Wednesday, April 3, 2013

Daily Old Testament and Early Christian Writings: Exodus 22 and The Didache 10

Exodus 22 – More laws are presented that give us a perspective on how the Mosaic law dealt with morally complex cases: thefts of animals by those who can pay fines and by those who can’t; cattle that “wander” away from grazing lands and into crop-lands where they do damage to others; fires that are started for proper reasons but that get out of control; injuries to animals in the custody of people who are not their owners; seduction of virgin girls who are engaged to someone and those who are not engaged; sorcery practiced by women – especially worrisome, I guess; cases of bestiality; mistreatment of sojourners, widows, orphans; money lending; cursing leaders and speaking evil of God; etc.
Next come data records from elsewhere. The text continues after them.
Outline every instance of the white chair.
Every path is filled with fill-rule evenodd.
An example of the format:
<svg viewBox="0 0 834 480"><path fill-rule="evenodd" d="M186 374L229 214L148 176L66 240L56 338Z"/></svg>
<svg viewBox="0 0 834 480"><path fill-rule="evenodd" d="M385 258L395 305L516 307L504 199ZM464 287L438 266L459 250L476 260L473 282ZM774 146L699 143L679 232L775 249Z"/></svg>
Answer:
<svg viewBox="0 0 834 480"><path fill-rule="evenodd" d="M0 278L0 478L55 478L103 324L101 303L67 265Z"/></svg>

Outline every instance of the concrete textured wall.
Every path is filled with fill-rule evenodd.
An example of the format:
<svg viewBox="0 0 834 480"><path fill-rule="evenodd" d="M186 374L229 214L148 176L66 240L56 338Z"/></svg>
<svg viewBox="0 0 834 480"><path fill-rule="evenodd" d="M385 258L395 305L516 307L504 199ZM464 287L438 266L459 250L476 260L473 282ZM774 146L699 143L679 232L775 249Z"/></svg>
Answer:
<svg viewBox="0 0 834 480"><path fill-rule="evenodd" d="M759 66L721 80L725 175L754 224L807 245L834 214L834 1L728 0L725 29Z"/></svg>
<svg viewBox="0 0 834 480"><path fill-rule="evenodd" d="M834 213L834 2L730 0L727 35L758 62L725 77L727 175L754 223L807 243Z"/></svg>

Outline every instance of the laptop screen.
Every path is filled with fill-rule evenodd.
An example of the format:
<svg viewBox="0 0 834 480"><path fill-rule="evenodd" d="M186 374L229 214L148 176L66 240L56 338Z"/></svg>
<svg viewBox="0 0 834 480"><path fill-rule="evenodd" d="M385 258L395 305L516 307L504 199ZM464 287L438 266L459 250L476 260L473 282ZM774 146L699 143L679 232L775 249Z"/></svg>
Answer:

One of the crimes mentioned caught my interest – “If a thief is caught breaking into a house at night and is killed, the one who killed him is not guilty of murder. But if it happens during the day, he is guilty of murder” (22:4).

It reminded me of the Florida case in the early to mid-2000s where a man who shot an invader of his home was convicted of murder or manslaughter because the law at that time forbade people from using deadly force unless the invader had a weapon. I think the case angered people and had a role in passage of the now controversial “Stand Your Ground” law that is involved in the case of Trayvon Martin. I can’t find the case, but it deals with some of the very complicated legal situations that can arise – similar to the ones described in Exodus.

The Didache
Eucharist (Continued)
10 – When everyone has partaken of the Eucharist, “give thanks in these words: ‘Thanks be to thee, holy Father, for thy sacred Name which thou has caused to dwell in our hearts, and for the knowledge and faith and immortality which thou has revealed to us through thy servant Jesus.’

‘Glory be to thee for ever and ever.’

‘Thou, O Almighty Lord, has created all things for thine own Name’s sake; to all men thou has given meat and drink to enjoy, that they may give thanks to thee, but to us thou hast graciously given spiritual meat and drink, together with life eternal, through they Servant. Especially, and above all, do we give thanks to thee for the mightiness of thy power.’

‘Glory be to thee for ever and ever.’

‘Be mindful of thy Church, O Lord; deliver it from all evil, perfect it in thy love, sanctify it, and gather it from the four winds into the kingdom which thou has prepared for it.

‘Thine is the power and the glory for ever and ever.’

‘Let Grace [Christ] come, and this present world pass away.

‘Hosanna to the God of David.’

‘Whosoever is holy, let him approach. Whoso is not, let him repent.’

‘Marantha [Our Lord, Come]. Amen.’

(Prophets, however, should be free to give thanks as they please.) (195)

Again, I have included the entire section, because it is so formally presented as the very words that must be spoken. It is also interesting the freedom they give to “prophets.” The place of prophets will be presented in detail in the next sections.